Gene stepped in towards him again, leaning in and bracing himself on one arm against the wall, but the spell had been broken, and now that he was no longer in the hot urgency of the moment Gene was forced to notice that he'd just been snogging his DI which was...
"Come here," Sam said impatiently, tugging Gene in closer by his belt buckle. "I've been waiting ages for you to work out you wanted to do this; fuck, if I'd known all it took was getting shot I'd've been walking round Castlefield every night with a great big target pinned to my jacket."
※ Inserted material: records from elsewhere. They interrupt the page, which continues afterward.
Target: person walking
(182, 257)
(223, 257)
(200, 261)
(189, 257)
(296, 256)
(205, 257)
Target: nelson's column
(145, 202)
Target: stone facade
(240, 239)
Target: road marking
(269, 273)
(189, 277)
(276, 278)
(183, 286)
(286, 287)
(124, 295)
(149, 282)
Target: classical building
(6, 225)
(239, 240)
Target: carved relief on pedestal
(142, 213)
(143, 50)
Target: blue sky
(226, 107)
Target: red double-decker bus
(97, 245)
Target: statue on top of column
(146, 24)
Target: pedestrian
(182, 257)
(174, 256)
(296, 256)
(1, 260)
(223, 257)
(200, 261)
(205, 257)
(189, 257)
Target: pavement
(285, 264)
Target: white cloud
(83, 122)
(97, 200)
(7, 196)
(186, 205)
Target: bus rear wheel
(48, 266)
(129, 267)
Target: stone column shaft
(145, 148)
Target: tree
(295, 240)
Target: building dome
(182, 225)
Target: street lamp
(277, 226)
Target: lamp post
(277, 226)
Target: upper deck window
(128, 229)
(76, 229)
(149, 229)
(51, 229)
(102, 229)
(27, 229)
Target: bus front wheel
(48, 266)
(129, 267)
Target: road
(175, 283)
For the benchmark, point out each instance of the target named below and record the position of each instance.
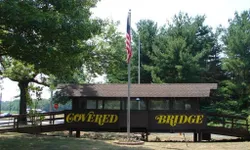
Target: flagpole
(129, 84)
(139, 68)
(139, 60)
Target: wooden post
(78, 133)
(195, 137)
(232, 123)
(247, 124)
(53, 119)
(224, 122)
(199, 136)
(70, 133)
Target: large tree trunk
(23, 86)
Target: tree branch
(41, 83)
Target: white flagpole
(139, 60)
(129, 83)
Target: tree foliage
(185, 51)
(48, 37)
(236, 90)
(45, 32)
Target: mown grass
(10, 141)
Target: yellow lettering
(91, 116)
(113, 118)
(69, 118)
(170, 120)
(161, 119)
(104, 119)
(98, 118)
(77, 118)
(191, 119)
(199, 119)
(183, 119)
(173, 120)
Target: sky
(217, 13)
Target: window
(159, 104)
(178, 105)
(112, 104)
(182, 105)
(138, 104)
(91, 104)
(100, 104)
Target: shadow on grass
(9, 141)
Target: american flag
(128, 38)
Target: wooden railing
(227, 121)
(39, 119)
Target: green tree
(147, 32)
(48, 37)
(185, 51)
(236, 63)
(45, 32)
(117, 72)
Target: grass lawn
(16, 141)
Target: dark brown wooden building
(154, 107)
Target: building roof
(139, 90)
Gene started to say that that was the most ridiculous thing he'd ever heard in his life, but Sam's mouth was on his again and his hands were-oh, Christ, all over him, and it was the best thing to happen in the history of recorded time. He made a mental note to send that crazy bastard down in the cells a box of chocolates-hell, a box of heroin-laced chocolates-
He forgot all about the poor sod after a minute, though; tonight, for once, Gene Hunt had better things to do.